Medical Industry Offers Food Ingredient Companies More Than One Billion Reasons to Think Healthy
Food-grade pectin, used as a thickening agent and stabilizer in food, tops the industry's list of ingredients most likely to succeed in healthcare.
06/12/07 Growing price competition from low-cost manufacturers has been forcing ingredient companies to search for new ways to sustain profitable growth, which Kalorama Information predicts will likely come from the sale of products or byproducts to pharmaceutical, medical foods, or biomedical device companies -- a potential $1 billion market -- in a new report, Healthcare Opportunities for Food Ingredient Manufacturers.
Thousands of bioactive phytochemicals have potential or established pharmaceutical or medicinal applications. Food-grade pectin, used as a thickening agent and stabilizer in food, tops the industry's list of ingredients most likely to succeed in healthcare.

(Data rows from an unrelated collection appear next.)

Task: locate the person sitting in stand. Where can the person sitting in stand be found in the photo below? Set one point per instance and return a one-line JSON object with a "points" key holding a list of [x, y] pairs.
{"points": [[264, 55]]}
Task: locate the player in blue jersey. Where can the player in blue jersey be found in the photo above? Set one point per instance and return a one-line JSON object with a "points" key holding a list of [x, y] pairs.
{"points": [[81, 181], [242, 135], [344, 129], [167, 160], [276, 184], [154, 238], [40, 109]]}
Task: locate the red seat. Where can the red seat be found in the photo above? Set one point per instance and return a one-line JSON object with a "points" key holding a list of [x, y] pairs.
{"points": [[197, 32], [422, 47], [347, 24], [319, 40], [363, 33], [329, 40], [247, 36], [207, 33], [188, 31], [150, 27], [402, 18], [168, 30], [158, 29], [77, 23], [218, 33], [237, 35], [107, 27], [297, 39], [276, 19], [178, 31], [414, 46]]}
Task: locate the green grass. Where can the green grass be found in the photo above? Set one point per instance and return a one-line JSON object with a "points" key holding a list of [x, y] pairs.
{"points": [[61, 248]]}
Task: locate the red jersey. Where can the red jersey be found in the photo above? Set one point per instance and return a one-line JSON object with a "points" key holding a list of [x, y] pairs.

Useful for such applications as drug delivery, gene repair, and tissue repair, pectin offers food ingredient manufacturers as much as $890 million in sales to the healthcare industry. Glycomacropeptide, a whey component that is released during the manufacture of cheese, has been shown to stimulate the body's synthesis and release of cholesystokinen. This compound plays a role in the regulation of digestion and appetite suppression, providing yet another $65.6 million market in the healthcare industry.
"There are a variety of market opportunities in the healthcare sector, either in drugs, medical foods, or medical devices," said Steven Heffner, publisher of Kalorama Information. "The cost-effective discovery and recovery of novel ingredients with improved properties from food processing streams depends on next generation analysis, isolation, and separation technologies. Food ingredient manufacturers will have to turn to science and technological advances to add value to their primary, byproduct, and waste streams."